The labs are stacked with prep space between them. Each prep room has at least one ducted fume hood for chemical storage, and anatomy and physiology labs are outfitted with downdraft tables. Break-out spaces with whiteboards are located at both ends of the addition overlooking the commons. Floors three through six each contain four labs, with walls of windows; labs are all arranged to accommodate in-lab lectures, and have been designed to foster team work in a variety of four-person table layouts, with angled, pentagonal, and rectangular tables.
The all-glass filtering fume hoods provide clear sight lines for faculty supervising student activity. Utilizing filtering fume hoods instead of the more traditional ducted hoods saved $330,000 in first costs, and will save an additional $40,000 per year in reduced energy costs.
Separated by a firewall, the new structure connects to Hemenway Annex, which in turn is connected to Hemenway Hall. The buildings are joined by a four-story central commons that acts as a gateway between the traditional academic quad and a newly created quad on the opposite side of the building. The addition covers the Annex’s 1970’s windowless exterior wall of brick with a glass and steel façade highlighting the sciences on the academic quad.
The building, which is tracking LEED Silver certification, is situated on the main campus to satisfy the faculty’s desire for linked activities in a centralized facility rather than building on the periphery of campus. This strategy also respects the goals of the Campus Master Plan.
In phase two of the project, 163,000 sf of space in Hemenway Annex is slated for renovation as part of a seven-year, $200 million capital program. The renovation will include additional labs for food and nutrition, fashion design and retailing, geographical information systems, biology, chemistry, and computer science; nursing and math suites; and general purpose classrooms. Six existing biology and chemistry labs will be repurposed as research/student projects laboratories. At the completion of Phase Two, the science complex and the surrounding landscape upgrades will provide Framingham State a fully accessible facility.

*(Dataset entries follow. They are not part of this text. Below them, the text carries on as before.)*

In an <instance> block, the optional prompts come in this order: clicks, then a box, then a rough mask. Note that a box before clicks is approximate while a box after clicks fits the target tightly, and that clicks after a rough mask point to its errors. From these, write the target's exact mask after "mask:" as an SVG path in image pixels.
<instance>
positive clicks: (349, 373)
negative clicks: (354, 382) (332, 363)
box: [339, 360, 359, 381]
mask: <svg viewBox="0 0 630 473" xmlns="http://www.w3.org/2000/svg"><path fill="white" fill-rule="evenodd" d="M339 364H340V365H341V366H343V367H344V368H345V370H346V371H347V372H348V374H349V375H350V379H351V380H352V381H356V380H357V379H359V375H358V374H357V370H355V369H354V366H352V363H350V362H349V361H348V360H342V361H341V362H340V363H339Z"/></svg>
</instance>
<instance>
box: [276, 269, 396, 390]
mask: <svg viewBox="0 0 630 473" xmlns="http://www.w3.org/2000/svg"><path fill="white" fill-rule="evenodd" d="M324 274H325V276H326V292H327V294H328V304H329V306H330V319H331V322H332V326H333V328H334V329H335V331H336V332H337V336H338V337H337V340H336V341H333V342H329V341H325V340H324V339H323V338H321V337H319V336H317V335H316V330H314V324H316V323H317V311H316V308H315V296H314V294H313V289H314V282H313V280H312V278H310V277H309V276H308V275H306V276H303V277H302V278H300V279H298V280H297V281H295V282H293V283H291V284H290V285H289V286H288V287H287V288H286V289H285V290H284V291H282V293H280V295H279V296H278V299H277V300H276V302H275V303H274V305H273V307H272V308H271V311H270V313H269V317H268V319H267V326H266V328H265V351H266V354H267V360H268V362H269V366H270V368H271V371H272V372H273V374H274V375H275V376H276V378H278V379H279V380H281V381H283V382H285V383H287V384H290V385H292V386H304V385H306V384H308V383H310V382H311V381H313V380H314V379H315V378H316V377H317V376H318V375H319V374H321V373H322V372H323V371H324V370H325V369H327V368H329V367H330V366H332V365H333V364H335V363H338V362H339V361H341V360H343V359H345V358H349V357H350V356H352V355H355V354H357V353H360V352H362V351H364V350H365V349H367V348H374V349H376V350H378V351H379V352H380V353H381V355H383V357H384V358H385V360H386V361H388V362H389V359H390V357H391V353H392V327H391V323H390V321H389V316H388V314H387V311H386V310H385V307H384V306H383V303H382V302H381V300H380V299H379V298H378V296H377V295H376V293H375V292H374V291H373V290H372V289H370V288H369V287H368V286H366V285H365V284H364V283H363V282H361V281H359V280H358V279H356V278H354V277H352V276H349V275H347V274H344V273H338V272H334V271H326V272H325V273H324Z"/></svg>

The new labs allow upper-level students to run experiments that take several days, and provide the facilities needed to launch a Professional Science Master’s degree in biotechnology with a concentration in quality assurance, to fulfill a growing need for biotech jobs in that part of the state.
Over the past five years, while FSU undergraduate day enrollment increased by 22 percent, STEM program day enrollment increased by 54 percent. STEM enrollment as a percentage of the total has increased from 18 percent to 23 percent. STEM degrees now represent 19 percent of the total, with a goal of 25 percent by 2018.